FERNANDO SANTANA - Acompanho o problema provocado pela legislação respeitante à restrição da pesca lúdica apenas como autarca. Apesar de trabalhar na Doca Pesca e em contacto directo com os pescadores e outros profissionais desta actividade, é como Presidente da Junta que acompanho o problema.
C. de L. - Mas também é pescador?
F. S. - Gosto muito de peixe e, particularmente, de sargos, mas não sou pescador.
C. de L. - Esta limitação da pesca a apenas alguns dias é para proteger as espécies ou para penalizar os pescadores?

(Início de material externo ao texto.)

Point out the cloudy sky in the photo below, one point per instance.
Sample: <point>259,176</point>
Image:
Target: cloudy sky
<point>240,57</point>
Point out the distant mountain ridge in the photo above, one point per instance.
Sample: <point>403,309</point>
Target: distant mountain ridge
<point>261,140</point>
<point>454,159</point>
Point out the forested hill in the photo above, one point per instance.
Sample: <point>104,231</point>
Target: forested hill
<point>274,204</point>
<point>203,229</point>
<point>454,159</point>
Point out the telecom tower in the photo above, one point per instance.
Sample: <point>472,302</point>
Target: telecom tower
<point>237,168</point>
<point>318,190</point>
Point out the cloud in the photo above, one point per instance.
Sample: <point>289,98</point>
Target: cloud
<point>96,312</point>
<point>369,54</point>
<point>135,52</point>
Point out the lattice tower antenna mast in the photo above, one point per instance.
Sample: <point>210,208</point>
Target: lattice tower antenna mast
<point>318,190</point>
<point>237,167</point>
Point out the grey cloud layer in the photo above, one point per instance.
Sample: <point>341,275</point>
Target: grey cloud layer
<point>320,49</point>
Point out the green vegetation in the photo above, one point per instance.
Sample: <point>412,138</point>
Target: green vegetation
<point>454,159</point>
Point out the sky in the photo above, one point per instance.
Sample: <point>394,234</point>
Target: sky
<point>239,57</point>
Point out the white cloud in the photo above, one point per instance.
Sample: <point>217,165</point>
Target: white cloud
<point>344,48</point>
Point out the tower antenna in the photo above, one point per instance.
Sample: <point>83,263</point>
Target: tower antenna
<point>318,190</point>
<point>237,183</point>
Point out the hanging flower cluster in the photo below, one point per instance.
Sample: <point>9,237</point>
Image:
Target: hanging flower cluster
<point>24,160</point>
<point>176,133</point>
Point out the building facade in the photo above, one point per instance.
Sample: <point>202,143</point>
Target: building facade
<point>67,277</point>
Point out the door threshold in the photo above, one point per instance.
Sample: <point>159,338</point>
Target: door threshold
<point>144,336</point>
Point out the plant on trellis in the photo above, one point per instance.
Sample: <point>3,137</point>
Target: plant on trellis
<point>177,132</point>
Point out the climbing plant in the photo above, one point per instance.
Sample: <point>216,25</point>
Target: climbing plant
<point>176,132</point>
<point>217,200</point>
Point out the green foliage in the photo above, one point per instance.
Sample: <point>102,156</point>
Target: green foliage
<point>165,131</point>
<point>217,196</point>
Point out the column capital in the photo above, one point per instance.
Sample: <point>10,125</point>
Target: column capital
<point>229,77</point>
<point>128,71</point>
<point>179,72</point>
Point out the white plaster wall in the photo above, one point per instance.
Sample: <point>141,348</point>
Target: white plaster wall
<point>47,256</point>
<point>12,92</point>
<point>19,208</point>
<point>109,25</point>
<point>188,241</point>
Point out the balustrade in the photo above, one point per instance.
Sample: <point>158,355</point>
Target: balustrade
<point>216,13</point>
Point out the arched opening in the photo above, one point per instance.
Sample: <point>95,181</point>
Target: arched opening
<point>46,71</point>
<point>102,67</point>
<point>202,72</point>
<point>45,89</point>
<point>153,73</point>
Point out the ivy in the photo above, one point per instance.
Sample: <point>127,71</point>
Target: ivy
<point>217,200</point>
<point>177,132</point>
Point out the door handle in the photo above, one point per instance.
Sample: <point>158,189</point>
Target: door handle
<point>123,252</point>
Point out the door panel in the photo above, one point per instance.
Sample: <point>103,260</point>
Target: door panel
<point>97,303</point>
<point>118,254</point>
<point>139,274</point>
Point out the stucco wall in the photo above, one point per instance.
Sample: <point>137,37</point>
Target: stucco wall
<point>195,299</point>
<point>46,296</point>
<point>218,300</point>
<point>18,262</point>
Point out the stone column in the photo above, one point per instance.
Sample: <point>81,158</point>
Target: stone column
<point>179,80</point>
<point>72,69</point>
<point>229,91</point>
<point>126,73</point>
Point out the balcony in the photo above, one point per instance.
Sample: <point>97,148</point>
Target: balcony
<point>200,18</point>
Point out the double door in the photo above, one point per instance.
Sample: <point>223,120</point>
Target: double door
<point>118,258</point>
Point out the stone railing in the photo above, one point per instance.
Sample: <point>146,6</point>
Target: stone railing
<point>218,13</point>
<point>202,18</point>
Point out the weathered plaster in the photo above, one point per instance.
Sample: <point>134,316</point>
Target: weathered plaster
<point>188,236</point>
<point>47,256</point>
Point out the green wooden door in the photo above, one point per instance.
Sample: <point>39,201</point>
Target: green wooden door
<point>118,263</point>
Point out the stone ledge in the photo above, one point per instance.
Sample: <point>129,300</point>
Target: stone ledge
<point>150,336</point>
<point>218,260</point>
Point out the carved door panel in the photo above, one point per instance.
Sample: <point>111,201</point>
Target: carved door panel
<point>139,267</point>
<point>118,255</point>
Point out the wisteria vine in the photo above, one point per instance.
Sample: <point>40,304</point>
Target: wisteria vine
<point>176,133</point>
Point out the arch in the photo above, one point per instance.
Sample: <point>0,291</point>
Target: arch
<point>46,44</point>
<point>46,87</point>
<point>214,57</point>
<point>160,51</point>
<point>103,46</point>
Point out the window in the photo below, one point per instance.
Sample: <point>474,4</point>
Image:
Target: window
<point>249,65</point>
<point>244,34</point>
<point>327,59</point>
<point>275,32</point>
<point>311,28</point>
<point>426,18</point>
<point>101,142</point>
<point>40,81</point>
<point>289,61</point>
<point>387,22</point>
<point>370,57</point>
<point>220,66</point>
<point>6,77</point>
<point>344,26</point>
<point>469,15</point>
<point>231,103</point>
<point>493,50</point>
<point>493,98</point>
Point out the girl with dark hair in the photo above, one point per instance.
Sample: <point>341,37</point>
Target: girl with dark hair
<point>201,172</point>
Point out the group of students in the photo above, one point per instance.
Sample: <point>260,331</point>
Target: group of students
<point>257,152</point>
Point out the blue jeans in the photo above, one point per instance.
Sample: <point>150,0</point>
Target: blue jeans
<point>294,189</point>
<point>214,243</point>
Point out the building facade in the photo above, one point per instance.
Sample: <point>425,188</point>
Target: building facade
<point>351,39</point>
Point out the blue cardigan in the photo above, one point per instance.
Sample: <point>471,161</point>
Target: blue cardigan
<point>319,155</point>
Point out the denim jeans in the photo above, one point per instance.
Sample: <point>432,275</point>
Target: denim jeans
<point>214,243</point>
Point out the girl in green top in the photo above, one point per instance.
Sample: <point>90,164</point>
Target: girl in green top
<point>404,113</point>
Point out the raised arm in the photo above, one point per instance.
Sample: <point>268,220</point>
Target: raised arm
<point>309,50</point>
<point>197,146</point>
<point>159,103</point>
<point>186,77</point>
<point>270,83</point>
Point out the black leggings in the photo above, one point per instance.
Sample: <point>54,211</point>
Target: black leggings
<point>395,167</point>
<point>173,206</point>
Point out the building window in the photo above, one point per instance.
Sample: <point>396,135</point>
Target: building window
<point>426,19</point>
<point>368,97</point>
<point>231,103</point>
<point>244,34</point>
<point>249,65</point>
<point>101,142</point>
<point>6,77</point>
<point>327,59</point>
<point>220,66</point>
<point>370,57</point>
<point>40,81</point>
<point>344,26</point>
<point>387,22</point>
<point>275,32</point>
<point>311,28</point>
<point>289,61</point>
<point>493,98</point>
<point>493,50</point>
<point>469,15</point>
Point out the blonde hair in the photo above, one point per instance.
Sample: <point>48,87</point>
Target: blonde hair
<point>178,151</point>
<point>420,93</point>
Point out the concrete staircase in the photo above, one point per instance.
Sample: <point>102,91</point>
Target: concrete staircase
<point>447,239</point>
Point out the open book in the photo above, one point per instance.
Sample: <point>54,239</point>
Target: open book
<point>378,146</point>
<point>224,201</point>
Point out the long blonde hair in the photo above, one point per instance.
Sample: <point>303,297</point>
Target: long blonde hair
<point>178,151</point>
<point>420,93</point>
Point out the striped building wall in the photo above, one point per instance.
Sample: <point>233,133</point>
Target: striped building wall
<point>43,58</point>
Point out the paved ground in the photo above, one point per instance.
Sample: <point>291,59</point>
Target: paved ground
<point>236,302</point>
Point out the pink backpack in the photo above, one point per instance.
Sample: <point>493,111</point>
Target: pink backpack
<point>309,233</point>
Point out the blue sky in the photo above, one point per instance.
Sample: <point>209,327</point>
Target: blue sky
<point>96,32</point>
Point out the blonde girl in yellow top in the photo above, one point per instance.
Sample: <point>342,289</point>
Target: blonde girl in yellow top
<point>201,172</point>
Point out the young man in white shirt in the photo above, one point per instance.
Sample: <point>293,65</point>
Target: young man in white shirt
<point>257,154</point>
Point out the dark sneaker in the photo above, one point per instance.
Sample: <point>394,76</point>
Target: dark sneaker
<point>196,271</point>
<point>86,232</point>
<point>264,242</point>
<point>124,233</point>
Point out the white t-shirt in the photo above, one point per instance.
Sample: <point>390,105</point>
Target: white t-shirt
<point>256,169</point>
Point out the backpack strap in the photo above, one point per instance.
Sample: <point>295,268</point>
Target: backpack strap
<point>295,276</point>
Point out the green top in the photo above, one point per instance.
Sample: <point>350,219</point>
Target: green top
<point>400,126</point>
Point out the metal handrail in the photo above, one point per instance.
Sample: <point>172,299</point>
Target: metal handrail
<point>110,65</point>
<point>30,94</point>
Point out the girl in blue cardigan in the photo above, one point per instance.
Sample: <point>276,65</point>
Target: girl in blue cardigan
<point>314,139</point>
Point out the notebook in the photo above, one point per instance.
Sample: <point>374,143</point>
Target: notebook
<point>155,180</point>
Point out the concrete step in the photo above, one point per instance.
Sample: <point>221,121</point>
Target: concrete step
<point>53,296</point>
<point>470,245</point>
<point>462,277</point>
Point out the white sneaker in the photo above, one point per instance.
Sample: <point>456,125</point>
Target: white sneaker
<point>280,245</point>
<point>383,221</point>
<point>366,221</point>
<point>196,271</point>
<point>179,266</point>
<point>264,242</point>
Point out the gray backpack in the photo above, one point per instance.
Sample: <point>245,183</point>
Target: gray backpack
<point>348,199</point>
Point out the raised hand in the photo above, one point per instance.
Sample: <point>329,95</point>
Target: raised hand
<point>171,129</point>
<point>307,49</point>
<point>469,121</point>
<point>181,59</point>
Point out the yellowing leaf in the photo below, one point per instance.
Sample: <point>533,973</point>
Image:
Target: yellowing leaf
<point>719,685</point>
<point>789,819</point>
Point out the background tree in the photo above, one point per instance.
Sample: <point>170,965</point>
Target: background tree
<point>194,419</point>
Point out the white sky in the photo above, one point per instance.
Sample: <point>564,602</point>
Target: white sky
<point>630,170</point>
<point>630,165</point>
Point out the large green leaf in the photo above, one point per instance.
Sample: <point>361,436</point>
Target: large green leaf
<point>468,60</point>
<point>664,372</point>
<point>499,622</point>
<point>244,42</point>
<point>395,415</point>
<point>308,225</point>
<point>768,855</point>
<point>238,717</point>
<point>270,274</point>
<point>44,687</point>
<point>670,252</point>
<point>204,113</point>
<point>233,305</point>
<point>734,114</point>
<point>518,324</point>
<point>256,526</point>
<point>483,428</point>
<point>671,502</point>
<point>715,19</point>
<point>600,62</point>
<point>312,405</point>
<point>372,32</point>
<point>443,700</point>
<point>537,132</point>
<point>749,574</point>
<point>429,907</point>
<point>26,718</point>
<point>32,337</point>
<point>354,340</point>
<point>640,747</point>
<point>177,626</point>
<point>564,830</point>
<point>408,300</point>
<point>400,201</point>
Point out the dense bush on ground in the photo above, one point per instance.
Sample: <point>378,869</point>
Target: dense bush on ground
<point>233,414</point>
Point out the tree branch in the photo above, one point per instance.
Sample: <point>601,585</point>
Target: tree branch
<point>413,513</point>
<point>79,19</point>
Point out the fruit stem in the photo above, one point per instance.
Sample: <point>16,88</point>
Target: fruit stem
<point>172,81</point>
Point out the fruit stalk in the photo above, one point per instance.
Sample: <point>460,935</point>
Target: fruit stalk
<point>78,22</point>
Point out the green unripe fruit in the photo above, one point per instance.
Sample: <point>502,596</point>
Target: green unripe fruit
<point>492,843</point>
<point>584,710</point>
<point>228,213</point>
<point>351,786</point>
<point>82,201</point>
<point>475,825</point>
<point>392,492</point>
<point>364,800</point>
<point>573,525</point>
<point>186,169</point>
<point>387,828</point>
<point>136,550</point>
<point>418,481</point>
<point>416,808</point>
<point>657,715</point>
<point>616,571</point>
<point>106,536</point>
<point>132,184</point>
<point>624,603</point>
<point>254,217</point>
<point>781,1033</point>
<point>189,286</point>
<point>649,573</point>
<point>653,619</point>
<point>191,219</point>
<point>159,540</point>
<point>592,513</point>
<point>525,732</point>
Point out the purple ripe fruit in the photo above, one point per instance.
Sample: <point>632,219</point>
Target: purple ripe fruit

F. S. - Em meu entender, esta legislação não vem beneficiar as espécies. Como é que quem se dedica a este tipo de pesca é penalizado e outros não o são? Esta legislação penaliza uns, os que menos pescam, e beneficiam outros, os que mais pescam. Todos têm os mesmos direitos e todos devem pescar. Essa coisa de chamar pesca lúdica, só se for para os senhores de Lisboa que vêm para cá pescar. As pessoas destes quatro concelhos vão à pesca porque sempre o fizeram. Faz já parte da tradição, do seu modo de vida e da própria economia familiar. Assim como tratam do seu quintal e da sua horta para poderem colher alguns produtos agrícolas, também vão à pesca para arranjar mais alguma coisa para viver.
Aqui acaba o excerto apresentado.